Football clubs reported to be ordered to provide information include the Brasileiro Série A teams of Atlético Mineiro, Corinthians, Cruzeiro, Flamengo, Fluminense, Palmeiras, Santos, and São Paulo. The Brazilian Football Confederation (CBF) has also been reportedly required to provide information as to why it allowed the teams to participate in deals with the still unlicensed bookmakers, local media says.

SENACON believes that many of the partnerships involving sports clubs and media owners have been established outside of the country, thus bypassing current national laws. According to the secretariat, the activity may be being exploited “without proper authorization and without any control, inspection or accountability mechanism.”

40 Brazilian football clubs, 13 federations including CBF, and Rede Globo -on account of sponsorship and advertising contracts with sports betting operators- have reportedly been notified by the Ministry of Justice this Tuesday. They all have 10 days to present the contracts to the federal government agency.

Rede Globo, Brazil’s largest media owner, is being investigated after agreeing to broadcast partnerships with Pixbet and Betnacional to be promoted as lead sponsors of its FIFA Qatar 2022 World Cup coverage.

The so-called fixed-odds bets are not regulated in Brazilian legislation and, therefore, the activity can be classified as a criminal misdemeanor. In order for the bookmaker to legally exercise its activity, it is necessary to use a CNPJ from outside the country.

This way, the money wagered leaves Brazil, in the same way that the origin of the rewarded amount is from abroad – both amounts do not pass through the inspection of the Federal Revenue Service.

2022 has seen market stakeholders frustrated at the arduous passage of Brazil’s Betting Law (Bill-442/91), which secured its approval by Congress last February. Though greenlighted there, the bill has failed to get its final Senate vote and presidential sign-off required to be authorized as a federal mandate.

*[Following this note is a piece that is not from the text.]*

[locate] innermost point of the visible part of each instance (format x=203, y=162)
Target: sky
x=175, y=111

Even though the country expected to see the sports betting regime launched by the kickoff of FIFA Qatar 2022 World Cup in November, President Jair Bolsonaro has refused to sign any federal legislation until a divisive General Election is concluded.

Bolsonaro has also stated his opposition to both Brazil sports betting and online gambling bills, in which the Liberal Party seeks guarantees that foreign operators must pay all domestic taxes.

Brazilian lawmakers have also demanded that the Pele Law for professional sports be reformed to ensure that bookmakers pay a licensing fee for the IP rights and protections of the country’s sports leagues.

Drafted in 2018, Bill-442/91 carries a two-year provision to be federally adopted, which will expire by December – legal boundaries that will provide a new/established government just two months to revise and lose the mandate.